Yeah... but not like this, Mark.San Francisco Chronicle/Hearst Newspapers via Getty Images/Hearst Newspapers/Getty Images

Everyone should have seen this coming — As unsettling as the newest revelations are, they should surprise absolutely no one. Facebook’s entire, barely concealed M.O. from its inception was the wholesale acquiring of its users' data. Everything from location, to relationship preferences, to consumer purchases, to what you watch in the middle of the night is tracked by Zuckerberg’s sprawling social media ecosystem. Back-end engineers do occasionally require access to a lot of this data, but there’s no way something in the order of 16,000 people could be properly vetted and trusted to handle that level of access without repeated instances of abuse.

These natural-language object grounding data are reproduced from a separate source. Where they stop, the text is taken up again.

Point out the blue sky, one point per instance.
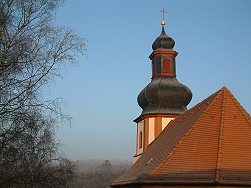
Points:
(213, 39)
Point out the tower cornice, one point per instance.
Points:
(163, 52)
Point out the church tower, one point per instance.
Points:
(164, 98)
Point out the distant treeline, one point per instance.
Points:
(98, 174)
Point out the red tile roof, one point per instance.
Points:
(210, 143)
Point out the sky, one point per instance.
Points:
(213, 39)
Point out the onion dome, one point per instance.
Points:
(164, 95)
(163, 41)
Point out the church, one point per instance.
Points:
(206, 146)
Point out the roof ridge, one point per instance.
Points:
(218, 163)
(215, 96)
(240, 107)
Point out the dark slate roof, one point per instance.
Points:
(164, 95)
(163, 41)
(208, 144)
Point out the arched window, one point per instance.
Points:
(140, 139)
(167, 67)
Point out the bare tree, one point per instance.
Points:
(32, 52)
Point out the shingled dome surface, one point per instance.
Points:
(209, 144)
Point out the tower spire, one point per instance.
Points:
(163, 17)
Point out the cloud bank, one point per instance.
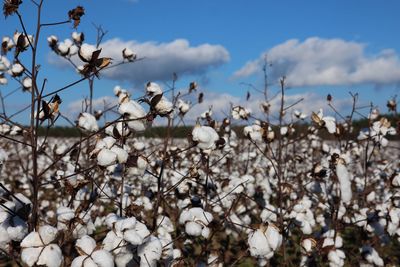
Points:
(318, 61)
(160, 61)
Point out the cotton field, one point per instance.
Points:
(267, 186)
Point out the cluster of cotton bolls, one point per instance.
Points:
(241, 189)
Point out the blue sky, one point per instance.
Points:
(322, 46)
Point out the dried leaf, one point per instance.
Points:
(76, 14)
(103, 62)
(200, 98)
(10, 7)
(154, 101)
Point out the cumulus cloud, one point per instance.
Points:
(160, 61)
(318, 61)
(101, 103)
(305, 102)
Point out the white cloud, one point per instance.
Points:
(221, 102)
(77, 106)
(161, 60)
(318, 61)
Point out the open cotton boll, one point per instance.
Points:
(106, 157)
(164, 106)
(16, 70)
(86, 52)
(122, 155)
(193, 228)
(344, 182)
(47, 233)
(258, 244)
(86, 244)
(150, 252)
(330, 124)
(153, 89)
(51, 256)
(128, 54)
(88, 122)
(205, 136)
(183, 107)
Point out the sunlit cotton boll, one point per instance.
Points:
(205, 137)
(16, 70)
(264, 241)
(135, 115)
(106, 157)
(196, 221)
(90, 256)
(344, 182)
(86, 52)
(153, 89)
(128, 54)
(37, 248)
(150, 252)
(4, 63)
(88, 122)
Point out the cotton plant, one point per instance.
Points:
(133, 112)
(327, 122)
(264, 241)
(240, 113)
(13, 219)
(196, 221)
(91, 255)
(40, 248)
(108, 153)
(205, 137)
(158, 102)
(124, 234)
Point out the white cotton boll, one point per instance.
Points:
(111, 219)
(51, 256)
(258, 243)
(308, 245)
(142, 230)
(86, 52)
(273, 236)
(344, 182)
(164, 106)
(86, 244)
(284, 130)
(122, 155)
(3, 81)
(123, 259)
(47, 233)
(106, 157)
(18, 231)
(124, 224)
(330, 124)
(77, 37)
(128, 54)
(150, 252)
(32, 240)
(63, 49)
(153, 89)
(16, 70)
(52, 39)
(205, 137)
(27, 83)
(30, 255)
(103, 258)
(205, 232)
(88, 122)
(83, 261)
(112, 242)
(183, 106)
(193, 228)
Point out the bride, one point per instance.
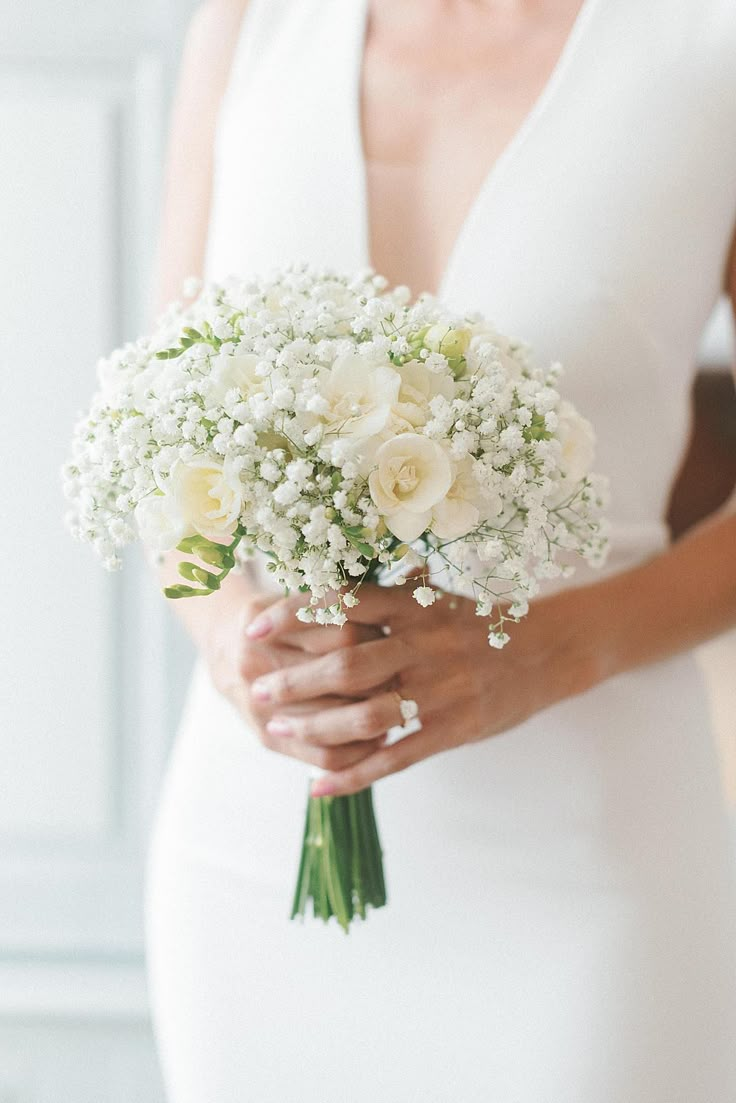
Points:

This is coming from the top — As Insider explains, Alex Stamos, Facebook’s former chief security officer at the time, reportedly suggested tightening the number of employees with access to such personal, potentially compromising data to 5,000, with only 100 or so allowed to see information like users’ passwords. He also proposed creating a system of formal requests for personal data, but “received pushback from executives.”

The latest revelations paint a clearer picture than ever before on the situation — Facebook’s trove of highly personal data isn’t a passive byproduct of its system, it’s intentional, and growing it at whatever cost is a top priority for those at the top of the company’s food chain regardless of the cost. Zuckerberg and his cadre may genuinely feel some semblance of remorse for their employees’ misuse of their powers, but not enough to do what needs to be done when profits are on the line.